Published in final edited form as: Disabil Health J. 2015 May 29;8(4):573–578. doi: 10.1016/j.dhjo.2015.05.004

Emergency Department Use and Risk Factors among Deaf American Sign Language Users

Michael M McKee 1, Paul C Winters 2, Ananda Sen 1, Philip Zazove 1, Kevin Fiscella 2
PMCID: PMC4570852  NIHMSID: NIHMS695879  PMID: 26166160

Abstract

Background

Deaf American Sign Language (ASL) users comprise a linguistic minority population with poor health care access due to communication barriers and low health literacy. Potentially, these health care barriers could increase Emergency Department (ED) use.

Objective

To compare ED use between deaf and non-deaf patients.

Method

A retrospective cohort from medical records. The sample was derived from 400 randomly selected charts (200 deaf ASL users and 200 hearing English speakers) from an outpatient primary care health center with a high volume of deaf patients. Abstracted data included patient demographics, insurance, health behavior, and ED use in the past 36 months.

Results

Deaf patients were more likely to be never smokers and be insured through Medicaid. In an adjusted analysis, deaf individuals were significantly more likely to use the ED (odds ratio [OR], 1.97; 95% confidence interval [CI], 1.11–3.51) over the prior 36 months.

Conclusion

Deaf American Sign Language users appear to be at greater odds for elevated ED utilization when compared to the general hearing population. Efforts to further understand the drivers for increased ED utilization among deaf ASL users are much needed.

Keywords: deaf, Emergency Department utilization, health access, LEP populations, disabilities

Introduction

Patterns of Emergency Department (ED) utilization provide a good opportunity to evaluate existing access to health care and potential barriers to routine care in the general population.1 Higher rates of inappropriate ED utilization can lead to a variety of poorer health outcomes such as decreased preventive care services receipts, increased inpatient hospitalizations, lower satisfaction with health care, and higher health care costs.2,3 National data show that one in five adult Americans (20.1%) utilized emergency room services in the last 12 months with this proportion varying on the basis of age, gender, race, educational achievement, income and status.4 Another study estimated that 23% of Americans visited the ED at least once, with 92% of those going to the ED 3 or less times in the previous 12 months.5

Certain populations are at higher risk for increased ED utilization: female gender, elderly age, African-American race, poverty, low educational achievement, poorer health status, poor mental health, frequent use of outpatient services and those reported having no usual source of care.4,5 Surprisingly, immigrant populations and linguistic minority groups appear to be at lower risk for ED use.6,7

Deaf American Sign Language (ASL) users represent a population group that is also considered to be a cultural and linguistic minority population8,9 yet little is known about their use of ED care.

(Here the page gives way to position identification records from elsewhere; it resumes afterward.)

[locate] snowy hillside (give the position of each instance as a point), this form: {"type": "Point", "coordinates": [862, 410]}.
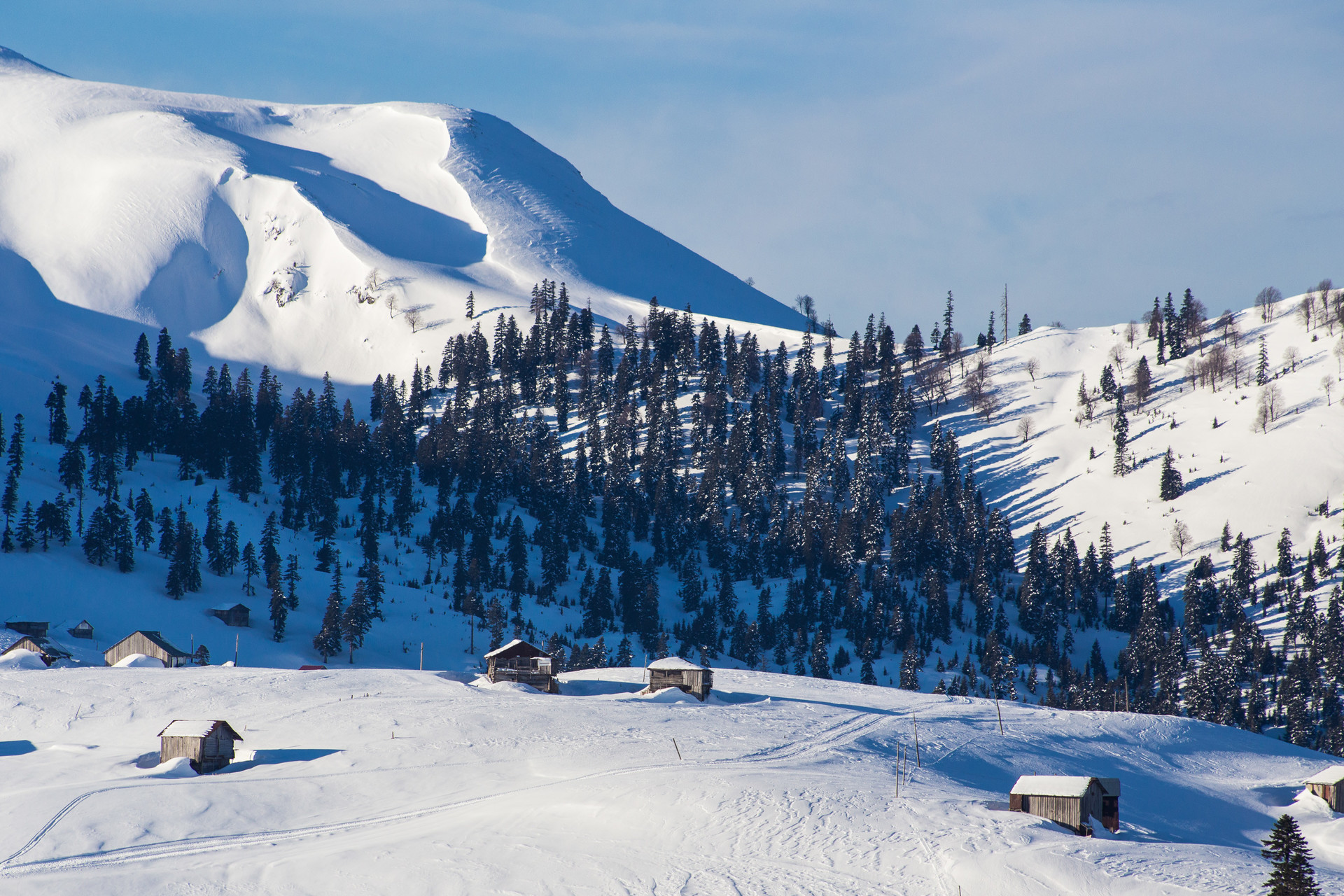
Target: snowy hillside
{"type": "Point", "coordinates": [277, 234]}
{"type": "Point", "coordinates": [379, 780]}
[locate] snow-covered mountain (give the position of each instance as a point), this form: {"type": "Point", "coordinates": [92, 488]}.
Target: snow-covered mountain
{"type": "Point", "coordinates": [401, 780]}
{"type": "Point", "coordinates": [277, 234]}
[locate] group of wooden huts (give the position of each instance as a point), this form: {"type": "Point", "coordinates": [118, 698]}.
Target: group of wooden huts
{"type": "Point", "coordinates": [522, 663]}
{"type": "Point", "coordinates": [1077, 801]}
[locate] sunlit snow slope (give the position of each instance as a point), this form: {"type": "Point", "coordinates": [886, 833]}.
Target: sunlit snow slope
{"type": "Point", "coordinates": [405, 782]}
{"type": "Point", "coordinates": [257, 227]}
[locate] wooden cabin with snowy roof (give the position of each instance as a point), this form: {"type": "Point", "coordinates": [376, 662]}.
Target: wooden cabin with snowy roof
{"type": "Point", "coordinates": [209, 743]}
{"type": "Point", "coordinates": [48, 649]}
{"type": "Point", "coordinates": [232, 614]}
{"type": "Point", "coordinates": [1070, 801]}
{"type": "Point", "coordinates": [524, 664]}
{"type": "Point", "coordinates": [151, 644]}
{"type": "Point", "coordinates": [1328, 785]}
{"type": "Point", "coordinates": [675, 672]}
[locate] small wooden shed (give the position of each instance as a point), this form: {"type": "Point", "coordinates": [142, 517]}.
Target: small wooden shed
{"type": "Point", "coordinates": [45, 648]}
{"type": "Point", "coordinates": [35, 629]}
{"type": "Point", "coordinates": [233, 614]}
{"type": "Point", "coordinates": [1328, 785]}
{"type": "Point", "coordinates": [207, 743]}
{"type": "Point", "coordinates": [675, 672]}
{"type": "Point", "coordinates": [524, 664]}
{"type": "Point", "coordinates": [150, 644]}
{"type": "Point", "coordinates": [1070, 801]}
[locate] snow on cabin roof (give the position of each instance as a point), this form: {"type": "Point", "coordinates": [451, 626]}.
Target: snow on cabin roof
{"type": "Point", "coordinates": [1051, 785]}
{"type": "Point", "coordinates": [517, 648]}
{"type": "Point", "coordinates": [195, 729]}
{"type": "Point", "coordinates": [673, 663]}
{"type": "Point", "coordinates": [1331, 776]}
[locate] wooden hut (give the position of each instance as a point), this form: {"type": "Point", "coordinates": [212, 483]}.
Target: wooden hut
{"type": "Point", "coordinates": [1329, 786]}
{"type": "Point", "coordinates": [150, 644]}
{"type": "Point", "coordinates": [1070, 801]}
{"type": "Point", "coordinates": [524, 664]}
{"type": "Point", "coordinates": [41, 645]}
{"type": "Point", "coordinates": [675, 672]}
{"type": "Point", "coordinates": [233, 614]}
{"type": "Point", "coordinates": [207, 743]}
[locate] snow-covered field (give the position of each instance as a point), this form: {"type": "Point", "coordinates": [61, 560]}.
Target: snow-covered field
{"type": "Point", "coordinates": [410, 782]}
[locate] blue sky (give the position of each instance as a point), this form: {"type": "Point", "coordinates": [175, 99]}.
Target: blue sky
{"type": "Point", "coordinates": [873, 155]}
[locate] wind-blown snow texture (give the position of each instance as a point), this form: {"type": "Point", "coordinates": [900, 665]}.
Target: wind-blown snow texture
{"type": "Point", "coordinates": [248, 225]}
{"type": "Point", "coordinates": [379, 780]}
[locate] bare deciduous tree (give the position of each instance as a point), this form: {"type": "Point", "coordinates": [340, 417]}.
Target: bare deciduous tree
{"type": "Point", "coordinates": [1268, 406]}
{"type": "Point", "coordinates": [1266, 300]}
{"type": "Point", "coordinates": [1180, 536]}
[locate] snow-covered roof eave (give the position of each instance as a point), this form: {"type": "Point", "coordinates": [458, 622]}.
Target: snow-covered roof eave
{"type": "Point", "coordinates": [1051, 786]}
{"type": "Point", "coordinates": [1331, 776]}
{"type": "Point", "coordinates": [675, 663]}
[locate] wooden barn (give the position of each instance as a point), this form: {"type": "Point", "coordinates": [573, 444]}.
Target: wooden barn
{"type": "Point", "coordinates": [233, 614]}
{"type": "Point", "coordinates": [1072, 801]}
{"type": "Point", "coordinates": [524, 664]}
{"type": "Point", "coordinates": [150, 644]}
{"type": "Point", "coordinates": [41, 645]}
{"type": "Point", "coordinates": [1329, 786]}
{"type": "Point", "coordinates": [207, 743]}
{"type": "Point", "coordinates": [675, 672]}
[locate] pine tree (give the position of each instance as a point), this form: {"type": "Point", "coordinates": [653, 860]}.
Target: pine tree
{"type": "Point", "coordinates": [1292, 860]}
{"type": "Point", "coordinates": [144, 520]}
{"type": "Point", "coordinates": [251, 568]}
{"type": "Point", "coordinates": [58, 426]}
{"type": "Point", "coordinates": [143, 358]}
{"type": "Point", "coordinates": [356, 620]}
{"type": "Point", "coordinates": [624, 654]}
{"type": "Point", "coordinates": [1171, 484]}
{"type": "Point", "coordinates": [1285, 554]}
{"type": "Point", "coordinates": [279, 614]}
{"type": "Point", "coordinates": [27, 533]}
{"type": "Point", "coordinates": [327, 641]}
{"type": "Point", "coordinates": [292, 580]}
{"type": "Point", "coordinates": [1121, 434]}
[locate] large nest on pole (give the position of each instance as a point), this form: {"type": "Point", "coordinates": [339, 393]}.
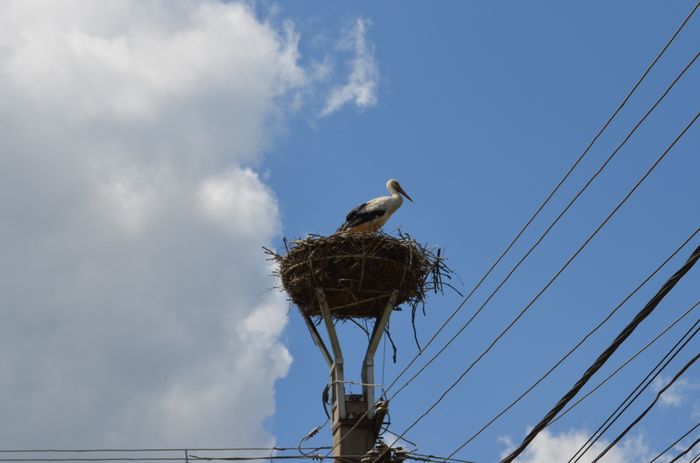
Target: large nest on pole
{"type": "Point", "coordinates": [358, 272]}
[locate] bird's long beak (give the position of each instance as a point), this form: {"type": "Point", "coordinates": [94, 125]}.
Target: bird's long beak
{"type": "Point", "coordinates": [398, 187]}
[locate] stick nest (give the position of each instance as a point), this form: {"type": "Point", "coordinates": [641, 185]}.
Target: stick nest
{"type": "Point", "coordinates": [358, 272]}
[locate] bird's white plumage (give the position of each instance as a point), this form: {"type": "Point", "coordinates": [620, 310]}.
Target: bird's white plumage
{"type": "Point", "coordinates": [372, 215]}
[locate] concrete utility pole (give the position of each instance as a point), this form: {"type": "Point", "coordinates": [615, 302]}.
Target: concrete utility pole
{"type": "Point", "coordinates": [357, 418]}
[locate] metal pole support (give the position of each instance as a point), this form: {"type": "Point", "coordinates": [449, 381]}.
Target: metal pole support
{"type": "Point", "coordinates": [368, 364]}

ASL is commonly misunderstood to be a gestural language or a visual “English” language. ASL contains its own syntax and language structure, which is distinct from English and does not have a written form.8,9 There is anecdotal evidence demonstrating higher than average ED use by deaf ASL users likely due to their existing language, communication, and cultural barriers in the health care setting. The lack of linguistic and cultural concordance among health care providers places the deaf population at high-risk for inappropriate health care use. Despite the vulnerability and the size of the population (estimated to be ~500,000 to 1 million),10,11 health care utilization and patterns remain poorly understood in this group.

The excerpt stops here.